Selon une source proche du dossier, l’accusé à qui il a été ordonné de verser une caution de 40 000 euros est un ingénieur lié au laboratoire clandestin de production de drogue qui fonctionnait dans un appartement à Lisbonne et qui a été démantelé au cours de l’opération policière.
Selon l’ordonnance judiciaire appliquant des mesures de coercition, le tribunal a pris en compte dans le cas de cet accusé « les profits obtenus par sa conduite ».
Ces trois accusés sont soupçonnés de trafic de substances et de méthodes interdites.
L’accusé qui est un garde pénitentiaire est aussi suspecté de corruption passive, un autre accusé, chauffeur de TVDE, est inculpé pour possession d’arme prohibée.
Selon une source proche du dossier, l’agent de la PSP arrêté dans le cadre de cette opération aurait été libéré jeudi.
Treize personnes ont été arrêtées mercredi dans le cadre d’une opération policière dans les établissements pénitentiaires de Lisbonne, Alcoentre, Sintra et Funchal (Madère) pour suspicion de facilitation de l’entrée de drogue dans les prisons, a informé la PJ.

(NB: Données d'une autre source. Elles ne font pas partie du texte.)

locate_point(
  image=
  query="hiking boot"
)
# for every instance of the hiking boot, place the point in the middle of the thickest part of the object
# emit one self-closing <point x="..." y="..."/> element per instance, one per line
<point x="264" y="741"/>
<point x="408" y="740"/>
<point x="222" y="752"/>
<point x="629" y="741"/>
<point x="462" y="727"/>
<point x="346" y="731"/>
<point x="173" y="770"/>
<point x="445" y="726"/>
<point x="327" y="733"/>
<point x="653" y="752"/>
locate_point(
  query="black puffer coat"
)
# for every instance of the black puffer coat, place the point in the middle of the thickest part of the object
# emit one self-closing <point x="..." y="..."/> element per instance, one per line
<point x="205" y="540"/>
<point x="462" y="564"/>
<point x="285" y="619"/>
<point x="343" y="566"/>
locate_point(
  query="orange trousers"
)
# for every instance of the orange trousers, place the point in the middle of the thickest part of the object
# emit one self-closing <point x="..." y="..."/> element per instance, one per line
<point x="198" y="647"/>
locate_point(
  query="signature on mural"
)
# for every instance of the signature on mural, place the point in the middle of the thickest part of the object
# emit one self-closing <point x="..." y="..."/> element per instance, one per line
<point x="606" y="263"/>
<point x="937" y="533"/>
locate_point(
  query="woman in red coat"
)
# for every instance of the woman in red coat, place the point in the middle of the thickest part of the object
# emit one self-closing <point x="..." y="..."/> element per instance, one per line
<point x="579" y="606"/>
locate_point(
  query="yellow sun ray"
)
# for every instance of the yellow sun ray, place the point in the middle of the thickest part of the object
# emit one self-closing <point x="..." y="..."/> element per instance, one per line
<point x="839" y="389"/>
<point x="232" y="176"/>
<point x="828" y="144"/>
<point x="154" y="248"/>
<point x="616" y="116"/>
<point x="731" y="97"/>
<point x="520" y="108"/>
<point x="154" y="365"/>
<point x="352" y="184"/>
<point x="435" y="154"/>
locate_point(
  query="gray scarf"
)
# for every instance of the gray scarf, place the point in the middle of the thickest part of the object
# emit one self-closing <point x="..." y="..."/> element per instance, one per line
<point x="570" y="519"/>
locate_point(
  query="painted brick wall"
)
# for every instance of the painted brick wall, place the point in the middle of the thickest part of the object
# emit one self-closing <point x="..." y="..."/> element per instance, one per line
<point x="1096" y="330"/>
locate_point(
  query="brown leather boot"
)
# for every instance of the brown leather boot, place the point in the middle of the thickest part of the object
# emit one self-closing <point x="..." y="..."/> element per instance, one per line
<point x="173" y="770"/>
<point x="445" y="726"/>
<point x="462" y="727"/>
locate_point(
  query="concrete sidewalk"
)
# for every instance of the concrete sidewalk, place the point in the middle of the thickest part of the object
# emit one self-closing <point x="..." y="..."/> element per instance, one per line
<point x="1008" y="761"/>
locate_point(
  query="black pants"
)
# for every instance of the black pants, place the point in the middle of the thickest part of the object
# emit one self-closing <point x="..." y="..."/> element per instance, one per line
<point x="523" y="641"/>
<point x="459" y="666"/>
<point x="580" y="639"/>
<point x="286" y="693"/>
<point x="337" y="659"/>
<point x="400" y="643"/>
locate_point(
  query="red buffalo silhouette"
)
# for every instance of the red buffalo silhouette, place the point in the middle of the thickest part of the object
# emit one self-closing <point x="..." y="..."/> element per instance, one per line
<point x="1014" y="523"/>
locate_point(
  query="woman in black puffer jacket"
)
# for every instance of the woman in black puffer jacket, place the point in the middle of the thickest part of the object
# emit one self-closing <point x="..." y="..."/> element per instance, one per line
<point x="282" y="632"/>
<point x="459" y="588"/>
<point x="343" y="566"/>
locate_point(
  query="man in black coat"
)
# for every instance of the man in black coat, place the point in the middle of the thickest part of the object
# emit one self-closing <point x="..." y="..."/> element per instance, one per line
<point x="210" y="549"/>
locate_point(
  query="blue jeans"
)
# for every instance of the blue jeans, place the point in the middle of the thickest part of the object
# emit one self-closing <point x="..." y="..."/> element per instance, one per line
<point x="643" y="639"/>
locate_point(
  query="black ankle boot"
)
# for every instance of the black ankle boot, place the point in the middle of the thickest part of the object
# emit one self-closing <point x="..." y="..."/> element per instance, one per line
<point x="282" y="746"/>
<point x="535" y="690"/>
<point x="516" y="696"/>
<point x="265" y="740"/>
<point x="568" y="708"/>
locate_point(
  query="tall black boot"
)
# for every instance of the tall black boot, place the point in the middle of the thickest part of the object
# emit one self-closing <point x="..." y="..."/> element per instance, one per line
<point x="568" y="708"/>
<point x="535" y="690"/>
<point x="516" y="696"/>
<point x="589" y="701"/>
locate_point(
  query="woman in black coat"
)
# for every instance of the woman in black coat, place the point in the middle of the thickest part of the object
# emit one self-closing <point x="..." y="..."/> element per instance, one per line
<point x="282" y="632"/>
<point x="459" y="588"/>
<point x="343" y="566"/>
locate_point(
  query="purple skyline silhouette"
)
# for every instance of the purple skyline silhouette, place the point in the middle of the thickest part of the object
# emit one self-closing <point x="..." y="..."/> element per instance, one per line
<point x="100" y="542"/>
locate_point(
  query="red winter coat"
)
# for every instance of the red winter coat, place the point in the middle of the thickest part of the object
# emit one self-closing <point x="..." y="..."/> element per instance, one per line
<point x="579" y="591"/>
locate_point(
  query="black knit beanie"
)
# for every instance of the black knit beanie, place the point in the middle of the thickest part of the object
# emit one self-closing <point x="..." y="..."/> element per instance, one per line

Les accusations concernent des crimes de corruption active et passive, trafic de stupéfiants, trafic de substances et méthodes interdites, falsification de documents et blanchiment, a annoncé la Police Judiciaire (PJ) dans un communiqué.
L’opération visait « un prétendu projet criminel, perpétré, entre autres, par des gardiens de prison qui facilitent l’entrée de substances illicites dans les établissements pénitentiaires en échange d’avantages patrimoniaux », a précisé la PJ.
Dans le cadre de l’opération « Mercado Negro », 32 mandats de perquisition et de saisie ont été exécutés, dont 14 à domicile et 18 hors domicile.